/*convert new_speech to 32s for use with IPP */
ippsConvert_16s32s(new_speech, new_speech32s, L_FRAME + L_FILT);
//16384 = 2^14 so multi by 16384 then left shift is like << 15 times
ippsLShiftC_32s(new_speech32s, 15, ipp_speech_vector1, L_FRAME+L_FILT);
ipp_speech_vector2 = (Ipp32s) st->mem_preemph * (Ipp32s) mu;
//speech_vector2 = new_speech[i-1]*mu for i > 0
ippsMulC_32s_Sfs(new_speech32s, (Ipp32s) mu, ipp_speech_vector2+1, L_FRAME+L_FILT-1, 0);
ippsMulC_32s_ISfs(2, ipp_speech_vector2, L_FRAME+L_FILT, 0);
//subtract speechvector2 from speechvector1 and store in sv1
ippsSub_32s_ISfs(ipp_speech_vector2, ipp_speech_vector1, L_FRAME+L_FILT, 0);
//find max absolute value
ippsMaxAbs_32s(ipp_speech_vector1, L_FRAME+L_FILT, &L_max);
I thought that all of these calls would create SIMD instructions and those use the hardware to it maximum. However, vTune is not reporting this and my application has not sped. Am I under the wrong impression about the IPP libraries? Or could I be missing something?

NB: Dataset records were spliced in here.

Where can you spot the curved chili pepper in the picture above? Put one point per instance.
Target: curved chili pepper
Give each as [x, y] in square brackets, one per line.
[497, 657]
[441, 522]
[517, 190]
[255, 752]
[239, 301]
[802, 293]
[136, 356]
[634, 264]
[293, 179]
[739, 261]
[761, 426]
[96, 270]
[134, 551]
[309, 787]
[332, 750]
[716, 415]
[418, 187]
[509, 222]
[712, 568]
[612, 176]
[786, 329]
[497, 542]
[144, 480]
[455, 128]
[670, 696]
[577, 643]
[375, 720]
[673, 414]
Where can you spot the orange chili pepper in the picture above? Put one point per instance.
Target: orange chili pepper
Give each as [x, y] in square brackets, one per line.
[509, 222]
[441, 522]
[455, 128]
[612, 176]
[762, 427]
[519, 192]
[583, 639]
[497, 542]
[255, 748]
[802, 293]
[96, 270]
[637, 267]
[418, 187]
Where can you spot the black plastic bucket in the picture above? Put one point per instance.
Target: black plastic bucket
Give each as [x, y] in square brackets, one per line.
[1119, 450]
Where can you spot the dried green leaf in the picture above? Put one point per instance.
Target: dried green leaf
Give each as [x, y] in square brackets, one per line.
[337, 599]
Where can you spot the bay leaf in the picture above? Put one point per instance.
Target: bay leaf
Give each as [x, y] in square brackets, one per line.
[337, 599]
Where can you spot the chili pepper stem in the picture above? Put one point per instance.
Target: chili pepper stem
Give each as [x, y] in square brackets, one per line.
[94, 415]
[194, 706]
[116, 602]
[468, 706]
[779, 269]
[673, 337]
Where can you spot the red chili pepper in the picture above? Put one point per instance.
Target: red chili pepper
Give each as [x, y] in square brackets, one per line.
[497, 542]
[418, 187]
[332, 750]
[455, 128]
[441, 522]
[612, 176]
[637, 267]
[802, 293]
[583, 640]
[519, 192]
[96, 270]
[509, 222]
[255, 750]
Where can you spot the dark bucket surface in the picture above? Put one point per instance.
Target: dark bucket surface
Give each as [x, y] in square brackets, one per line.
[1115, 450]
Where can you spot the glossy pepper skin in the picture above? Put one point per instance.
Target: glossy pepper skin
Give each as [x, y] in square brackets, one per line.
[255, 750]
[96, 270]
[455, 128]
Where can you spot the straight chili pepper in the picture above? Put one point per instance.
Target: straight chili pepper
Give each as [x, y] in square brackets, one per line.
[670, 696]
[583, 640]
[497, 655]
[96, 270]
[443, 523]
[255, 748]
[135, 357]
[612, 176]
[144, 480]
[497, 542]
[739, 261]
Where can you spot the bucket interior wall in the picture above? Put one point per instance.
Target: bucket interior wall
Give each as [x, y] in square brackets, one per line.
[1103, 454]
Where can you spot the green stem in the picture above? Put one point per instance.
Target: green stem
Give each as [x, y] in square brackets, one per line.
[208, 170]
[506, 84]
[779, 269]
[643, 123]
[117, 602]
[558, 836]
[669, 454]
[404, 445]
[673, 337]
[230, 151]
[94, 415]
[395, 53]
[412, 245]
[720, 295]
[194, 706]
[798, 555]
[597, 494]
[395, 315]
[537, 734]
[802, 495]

I am running Fedora 10 64bit with a Quad Core Q9400 running at 2.66 GHz. I used the ippGetCpuFeatures function and it returned 0x5F which means it supports MMX and SSE through 4.1. This is also the same machine that I have gotten stunning performance out of IPP and the SIMD instructiosn before.

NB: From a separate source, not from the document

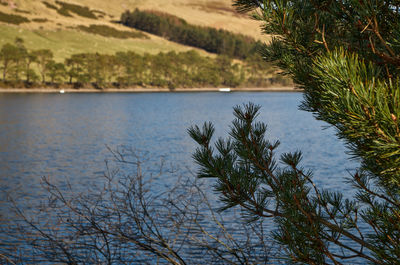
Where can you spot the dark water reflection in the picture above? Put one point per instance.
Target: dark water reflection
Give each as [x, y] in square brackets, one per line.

I used to compiling with the -g, -lpthread and -i-static flags and was linking against /opt/intel/Compiler/11.1/059/ipp/em64t/sharedlib/libippsem64t.so because I am using IPPS functions. All the functions I am using start with ipps so I assume that is the only library I need to link against. This didn't result in SIMD instructions so I looked for another way. Since I am using the intel compiler I found that I can just put the -ipp flag while using icc and it'll take care of all the library linking for me. I did that, it compiles, but vTune still isn't reporting any SIMD_INSTR_RETIRED events or samples (side note on that...what is the difference between an event and a sample in vTune?).
I would assume that instructions like ippsLShiftC_32s, ippsMulC_32s_Sfs, ippsSub_32s_ISfs shoud all generate SIMD instructions. Right?
Thanks for any help!!
Yes, regardless of the OS, if you use the static library you must specifically initialize the library using the ippInit() function (see this article in the KBIPP Dispatcher Control Functions - ipp*Init*() functions for more info).
If you don't initialize the library dispatcher the PX slice of the library will be used, when compiling for IA-32, which does not use any SSE instructions; or, if you build for an Intel 64 (em64t) system you will get the MX library slice, which does contains some SSE2 instructions, but generally also contains on generic instructions.